Die Beteiligten streiten darum, ob sich aus einer Teilerbauseinandersetzung der Nachweis eines niedrigeren gemeinen Wertes im Sinne von § 198 des BewertungsgesetzesBewG – für das mit einer Reihenmittelhaus bebaute Grundstück A-Str. in A-Stadt ergibt.

Dieses Grundstück stand ursprünglich im Eigentum der Eheleute X und Y. Nach dem Ableben von Herrn X am ….2015 wurde dessen Ehefrau Alleinerbin. Diese verstarb am ….2017. Erben wurden der Kläger zu 40 % und der Beigeladene zu 60 %. Der Beigeladene ist der Bruder der verstorbenen Erblasserin. Die Eltern des Klägers waren mit der Erblasserin befreundet, ein Verwandtschaftsverhältnis besteht nicht.

Nachdem der Beigeladene dem Kläger auf Anfrage mitgeteilt hatte, dass er das Haus nicht übernehmen wolle, kam es durch notariellen Vertrag vom 21.11.2017 zu einer Teilerbauseinandersetzung über das Grundstück. Der Kläger erwarb den auf den Beigeladenen entfallenden Anteil zu einem Kaufpreis i.H.v. 48.000 €. Diesen Kaufpreis hatte der Kläger nach eigenen Angaben anhand des Wertes für ein vermietungsfähiges Einfamilienhaus ermittelt.
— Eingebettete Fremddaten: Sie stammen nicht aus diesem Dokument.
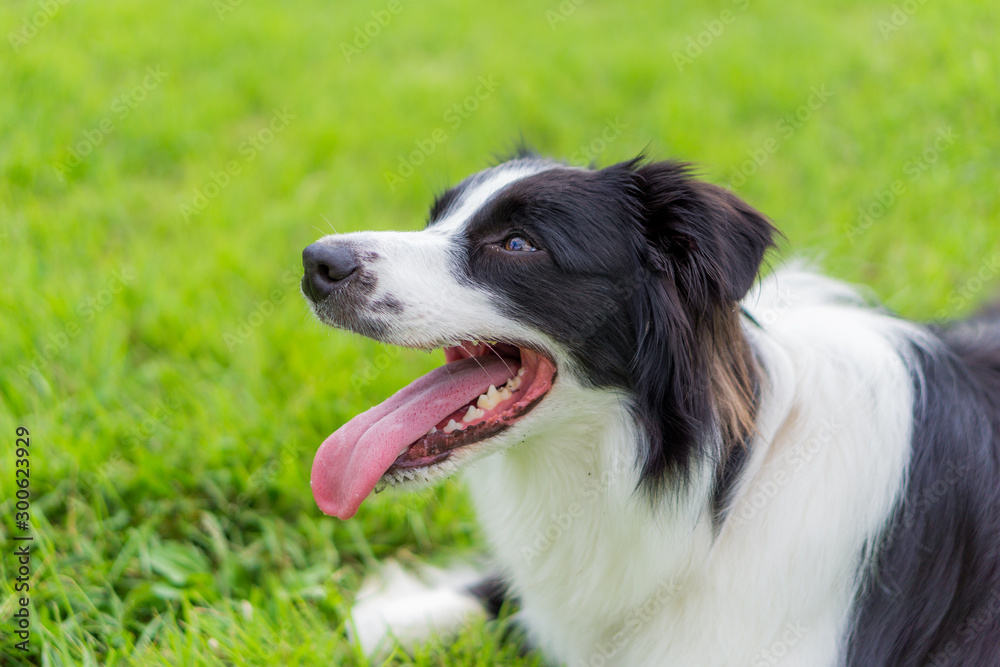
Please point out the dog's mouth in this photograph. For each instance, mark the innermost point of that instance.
(482, 389)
Hierzu hatte er in Erfahrung gebracht, dass in der Umgebung ein ähnliches Objekt für 130.000 € angeboten worden sei. Hinsichtlich überschlägiger Sanierungskosten von ca. 50.000 € legte er entsprechende Rechnungen für Handwerkerleistungen vor. Daraus ergab sich aus seiner Sicht ein Verkehrswert i.H.v. 80.000 €, wovon 60 % (dies entspricht 48.000 €) auf den Beigeladenen entfielen.

Die Erbschaft- und Schenkungssteuerstelle des Finanzamtes … fragte durch Schreiben vom 16.01.2018 die Ermittlung einer Grundbesitzwertes für die A-Str in A-Stadt beim Beklagten an.

Der Beklagte erließ am 19.03.2018 einen Bescheid über die gesonderte und einheitliche Feststellung des Grundbesitzwerts auf den 22.04.2017 für Zwecke der Erbschaft-steuer. Hierin stellte er den Grundbesitzwert i.H.v. 137.592 € im Vergleichswertverfahren fest.

Der Kläger und der Beigeladene legten durch Telefax vom 06.04.2018 Einspruch ein, den der Beklagte durch Einspruchsentscheidung vom 22.07.2019 als unbegründet zurückwies.

Der Kläger hat durch Schreiben vom 26.08.2019 Klage erhoben.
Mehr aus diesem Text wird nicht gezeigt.